This is the beginning of CentreRight’s third week and as a little experiment I thought I’d initiate a little debate between contributors. If it works we’ll run debates about once a week and if readers have strong thoughts please email them to me and I’ll publish them in another post.
My contention is that Britain is in relative decline again.
I’m writing this post on the 11.20am South West Trains service from Salisbury to Waterloo. The train is air conditioned and comfortable. The young woman sat next to me is wearing expensive clothes and listening to an iPod. The couple opposite aren’t even 60 but are retired and are heading to London for lunch, shopping and theatre. Across the aisle another man is tapping away at his laptop and taking business calls. Lots and loudly unfortunately! These are anecdotes but point to the obvious fact that Britain is richer and more contented in many ways. When I argue that Britain is in decline I don’t say everything is awful – just that we’ve been heading the wrong way for some time and at the next election we don’t just need a change of management but a strong change of direction.

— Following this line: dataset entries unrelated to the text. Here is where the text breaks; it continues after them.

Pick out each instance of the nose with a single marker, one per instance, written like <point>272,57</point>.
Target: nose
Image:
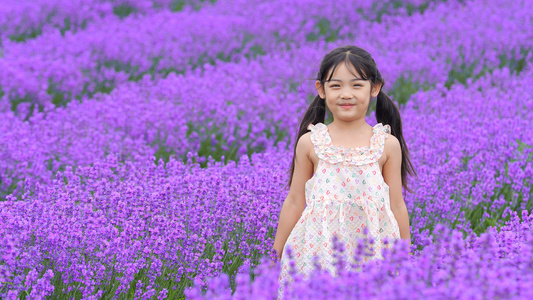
<point>346,94</point>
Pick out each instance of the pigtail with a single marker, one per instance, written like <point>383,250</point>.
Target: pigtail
<point>316,113</point>
<point>388,113</point>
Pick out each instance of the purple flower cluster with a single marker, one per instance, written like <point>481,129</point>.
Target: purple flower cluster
<point>110,129</point>
<point>496,265</point>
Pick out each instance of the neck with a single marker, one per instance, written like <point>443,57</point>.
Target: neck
<point>358,125</point>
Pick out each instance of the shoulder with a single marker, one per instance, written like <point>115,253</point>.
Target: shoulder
<point>304,144</point>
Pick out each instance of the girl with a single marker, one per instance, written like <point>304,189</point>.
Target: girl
<point>347,175</point>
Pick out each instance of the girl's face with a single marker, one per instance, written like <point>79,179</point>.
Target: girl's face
<point>347,96</point>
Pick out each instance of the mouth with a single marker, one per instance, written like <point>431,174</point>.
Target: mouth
<point>346,106</point>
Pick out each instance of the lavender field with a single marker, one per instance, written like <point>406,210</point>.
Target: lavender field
<point>145,145</point>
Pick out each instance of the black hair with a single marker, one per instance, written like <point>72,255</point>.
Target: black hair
<point>386,110</point>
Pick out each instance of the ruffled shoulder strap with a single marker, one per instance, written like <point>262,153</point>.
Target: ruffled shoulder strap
<point>381,132</point>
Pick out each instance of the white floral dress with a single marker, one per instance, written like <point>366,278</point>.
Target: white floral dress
<point>346,194</point>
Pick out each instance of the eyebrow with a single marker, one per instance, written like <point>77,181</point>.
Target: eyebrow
<point>354,79</point>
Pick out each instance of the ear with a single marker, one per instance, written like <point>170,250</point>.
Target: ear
<point>376,89</point>
<point>320,89</point>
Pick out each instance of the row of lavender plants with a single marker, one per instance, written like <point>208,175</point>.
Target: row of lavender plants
<point>98,218</point>
<point>54,69</point>
<point>229,80</point>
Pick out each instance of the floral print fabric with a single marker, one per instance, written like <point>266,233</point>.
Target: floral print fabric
<point>346,194</point>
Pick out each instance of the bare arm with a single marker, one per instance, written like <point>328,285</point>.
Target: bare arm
<point>294,204</point>
<point>393,178</point>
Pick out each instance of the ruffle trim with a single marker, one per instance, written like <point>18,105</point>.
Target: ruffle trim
<point>325,150</point>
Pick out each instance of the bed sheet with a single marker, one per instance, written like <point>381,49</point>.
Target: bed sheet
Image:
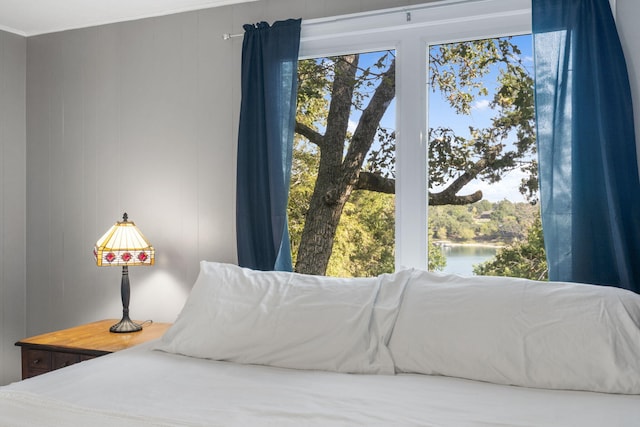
<point>168,389</point>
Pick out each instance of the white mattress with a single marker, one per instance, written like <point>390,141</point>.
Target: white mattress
<point>164,389</point>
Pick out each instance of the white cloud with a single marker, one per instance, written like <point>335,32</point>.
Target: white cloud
<point>480,105</point>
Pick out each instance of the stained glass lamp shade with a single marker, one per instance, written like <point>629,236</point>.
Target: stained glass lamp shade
<point>124,245</point>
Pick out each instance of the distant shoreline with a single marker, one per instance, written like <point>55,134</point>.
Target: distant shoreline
<point>446,243</point>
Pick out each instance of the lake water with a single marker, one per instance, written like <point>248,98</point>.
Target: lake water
<point>461,259</point>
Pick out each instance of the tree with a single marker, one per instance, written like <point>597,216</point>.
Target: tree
<point>524,259</point>
<point>331,87</point>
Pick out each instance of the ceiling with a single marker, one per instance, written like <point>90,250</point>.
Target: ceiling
<point>32,17</point>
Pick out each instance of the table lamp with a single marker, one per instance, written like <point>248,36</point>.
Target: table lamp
<point>124,245</point>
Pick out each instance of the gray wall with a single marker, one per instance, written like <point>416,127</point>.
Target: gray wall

Our decline is most evident in three areas:
In economic decline. We have the biggest budget deficit in Europe and that’s before the economic slowdown – not as a consequence of it. Years of plenty haven’t been used to rebuild our infrastructure, reduce welfare dependency or reform our public services. Our economy is sliding down the competitiveness league table as Peter Cuthbertson blogged last week. We’re not doing much better on educational standards. Our competitors are cutting taxes and trimming wasteful spending. The hard won supply-side gains of the Thatcher years are being undone. If Maggie often got the macroeconomics wrong she consistently got the microeconomics right. Brown, until recently, got the macroeconomics right but has been consistently illiterate on the supply-side implications of his microeconomic policies. And as Keynes might have said, in the long-run it’s all about microeconomics (incentive structures, regulation, quality of labour force).

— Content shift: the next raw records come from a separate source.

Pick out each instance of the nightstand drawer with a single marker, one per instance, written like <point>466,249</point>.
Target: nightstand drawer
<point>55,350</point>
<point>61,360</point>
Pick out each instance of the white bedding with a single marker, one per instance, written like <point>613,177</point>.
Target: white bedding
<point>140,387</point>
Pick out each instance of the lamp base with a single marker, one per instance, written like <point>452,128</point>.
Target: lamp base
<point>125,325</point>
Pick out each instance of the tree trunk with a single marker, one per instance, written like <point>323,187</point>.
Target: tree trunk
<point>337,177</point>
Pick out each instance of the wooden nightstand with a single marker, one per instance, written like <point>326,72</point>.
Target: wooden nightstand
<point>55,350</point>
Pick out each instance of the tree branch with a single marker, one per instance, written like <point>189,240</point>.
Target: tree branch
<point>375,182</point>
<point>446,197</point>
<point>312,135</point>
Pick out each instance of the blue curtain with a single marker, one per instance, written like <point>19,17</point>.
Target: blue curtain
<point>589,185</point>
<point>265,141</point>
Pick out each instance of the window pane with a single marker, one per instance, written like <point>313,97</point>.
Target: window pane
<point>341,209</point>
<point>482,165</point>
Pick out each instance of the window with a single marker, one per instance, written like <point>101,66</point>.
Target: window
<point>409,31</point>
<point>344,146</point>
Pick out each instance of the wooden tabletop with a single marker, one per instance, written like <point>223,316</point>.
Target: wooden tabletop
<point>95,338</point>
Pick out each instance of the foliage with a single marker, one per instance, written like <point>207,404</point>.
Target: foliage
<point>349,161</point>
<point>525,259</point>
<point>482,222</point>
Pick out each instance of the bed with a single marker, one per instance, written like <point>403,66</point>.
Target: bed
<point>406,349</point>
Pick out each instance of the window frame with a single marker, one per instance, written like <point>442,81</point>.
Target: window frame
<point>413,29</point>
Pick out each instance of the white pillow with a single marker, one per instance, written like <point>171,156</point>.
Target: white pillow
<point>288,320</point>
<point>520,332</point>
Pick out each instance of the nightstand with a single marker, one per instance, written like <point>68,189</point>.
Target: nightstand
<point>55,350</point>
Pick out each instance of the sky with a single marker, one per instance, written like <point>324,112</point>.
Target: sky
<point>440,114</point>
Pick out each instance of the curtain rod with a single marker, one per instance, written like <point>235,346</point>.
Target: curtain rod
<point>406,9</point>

In social decline. There’s a debate to be had about the overall movement in crime statistics but there can be little doubt that it’s far too high. More than anything else there’s a strong sense that the law-abiding no longer own public spaces. Stories of being intimidated on buses or tubes are commonplace. London has got more violent as New York has got safer. So many social indicators – not least family breakdown are all going in the wrong direction.
In military decline. If the first duty of any government is the defence of The Realm, I’m worried. Only today we’ve got the Commons Defence Committee’s analysis of overstretch and the loss of experienced servicemen from the ranks. Liam Fox has pointed out that defence expenditure hasn’t been as low (as a percentage of national income) for seventy years. The consequence is that our equipment-starved troops are known as ‘the borrowers’ by the Americans. Our soldiers are individually brave but their standing has been battered in recent times. The Navy 15 episode comes to mind. More serious has been our unwillingness to prevail in southern Iraq – a huge contrast with the resilience of the Americans led by General Petraeus. And it’s not just about investment in hardware. We’re weaker because we put too much defence in multilateral institutions like the United Nations for our security and we live in a media culture that is hostile to the sacrifices inherent in military conflict.
Have I depressed you all? Sorry. Why have this discussion you might well ask? I think it matters because the right course of action follows proper analysis. We need to steel ourselves for what the next Conservative government will have to do. During his failed leadership bid David Davis talked about the Conservatives as ‘the rescue party’. Britain needs rescuing again.